Everyone knows following problem. Let $f$ be positive function on $[0,1]$ and there exist $I = \int_{0}^{1}f(x)dx$. Prove that $I>0$. (recall that there are only two cases: $I=0$ or $I>0$. NOT $I<0$!!!!)
My question is how to prove it without word "Lebesgue"?? I'm interested in "simple" proof.
Original proof. let $I=0$. Let $A_{n} = \{x: f(x) > \frac{1}{n}\}$. It is clear that Lebesgue measure of $A_{n}$ is 0. Let $A=\{x: f(x) > 0\}$. Than $A=A_{1} \cup A_{2} \cup ...$ and of course measure of A is 0. That means that f almost everywhere equals to 0. Contradiction with $f>0$.
Well, we assume that you're considering Riemann integral, which is equivalent to Darboux integral.
Suppose that $\int_a^bf=0$ and $f\ge0$, we'd show that $\exists x\in[a,b],f(x)=0$. Suppose $I$ is a closed interval, and $\int_I f=0$. By definition of Darboux integral, given $\epsilon>0$, there's a partition $x_0<x_1<\dotsb<x_n$ such that $\sum_k(x_k-x_{k-1})\sup_{x_{k-1}\le x\le x_k}f(x)\le\epsilon\lvert I\rvert$, therefore we can obtain some $k$ such that $\sup_{x_{k-1}\le x\le x_k}f(x)\le\epsilon$. Let $I'=[x_{k-1},x_k]$, we have $\int_{I'}f=0$ and $\sup_{x\in I'}f(x)\le\epsilon$.

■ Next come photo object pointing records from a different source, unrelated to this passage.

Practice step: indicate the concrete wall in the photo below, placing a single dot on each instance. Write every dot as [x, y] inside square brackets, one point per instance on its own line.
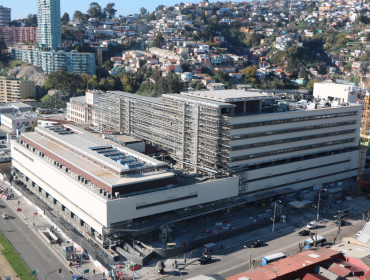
[87, 206]
[97, 211]
[170, 253]
[287, 136]
[345, 93]
[125, 208]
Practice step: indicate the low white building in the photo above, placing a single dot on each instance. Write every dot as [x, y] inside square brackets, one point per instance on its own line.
[18, 123]
[335, 92]
[79, 109]
[215, 86]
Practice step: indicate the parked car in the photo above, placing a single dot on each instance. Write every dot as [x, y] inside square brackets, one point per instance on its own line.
[205, 259]
[312, 224]
[256, 244]
[342, 223]
[304, 232]
[77, 277]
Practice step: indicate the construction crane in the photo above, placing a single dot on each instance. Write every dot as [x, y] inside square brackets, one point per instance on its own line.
[363, 145]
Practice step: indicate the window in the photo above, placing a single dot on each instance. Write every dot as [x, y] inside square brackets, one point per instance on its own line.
[166, 201]
[291, 150]
[277, 142]
[292, 130]
[327, 116]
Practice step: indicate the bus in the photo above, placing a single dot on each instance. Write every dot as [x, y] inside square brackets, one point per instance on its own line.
[309, 243]
[272, 258]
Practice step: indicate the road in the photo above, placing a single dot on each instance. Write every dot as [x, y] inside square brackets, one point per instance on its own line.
[34, 251]
[236, 260]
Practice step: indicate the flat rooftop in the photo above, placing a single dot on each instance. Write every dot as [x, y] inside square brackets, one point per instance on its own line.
[20, 116]
[292, 263]
[95, 148]
[230, 95]
[352, 250]
[212, 103]
[83, 145]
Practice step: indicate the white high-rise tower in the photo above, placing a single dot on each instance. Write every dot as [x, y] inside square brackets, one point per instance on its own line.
[48, 22]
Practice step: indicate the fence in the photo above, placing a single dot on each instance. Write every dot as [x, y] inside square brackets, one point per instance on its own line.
[92, 249]
[170, 253]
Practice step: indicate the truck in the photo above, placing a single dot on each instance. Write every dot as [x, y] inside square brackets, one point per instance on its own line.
[343, 212]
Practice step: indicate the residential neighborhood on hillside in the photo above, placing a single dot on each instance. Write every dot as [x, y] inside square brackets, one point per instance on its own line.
[204, 141]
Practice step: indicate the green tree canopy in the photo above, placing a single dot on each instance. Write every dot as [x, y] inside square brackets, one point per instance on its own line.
[65, 18]
[109, 10]
[159, 40]
[95, 11]
[3, 55]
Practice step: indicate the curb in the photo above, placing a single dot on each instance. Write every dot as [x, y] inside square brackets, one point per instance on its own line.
[38, 235]
[16, 275]
[165, 276]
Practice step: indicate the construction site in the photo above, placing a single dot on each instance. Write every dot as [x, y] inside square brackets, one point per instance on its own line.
[218, 152]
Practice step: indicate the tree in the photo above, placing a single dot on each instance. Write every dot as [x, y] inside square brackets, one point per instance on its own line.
[65, 18]
[30, 21]
[3, 55]
[363, 67]
[64, 81]
[151, 16]
[159, 40]
[278, 24]
[303, 73]
[129, 84]
[143, 11]
[78, 15]
[110, 11]
[310, 84]
[159, 8]
[169, 84]
[94, 10]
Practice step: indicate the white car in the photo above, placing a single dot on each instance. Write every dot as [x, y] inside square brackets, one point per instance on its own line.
[312, 225]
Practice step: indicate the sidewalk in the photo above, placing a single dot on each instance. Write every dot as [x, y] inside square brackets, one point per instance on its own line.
[37, 223]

Thus we can obtain a sequence of shrinking closed intervals $I_1\supseteq I_2\supseteq I_3\supseteq\dotsb$ such that $\int_{I_k}f=0$ and $\sup_{x\in I_n}f(x)\le1/n$.
Now let $x_0\in\bigcap_j I_j$, and we can conclude that $f(x_0)=0$.
Remark: If we can take advantage of some tools in measure theory, the proof should be easy. Note that $f$ is measurable. $0=\int_I f\ge\alpha\cdot m(f\ge\alpha)$ hence $m(f\ge\alpha)=0$ for each $\alpha>0$, hence $f=0$ a.e.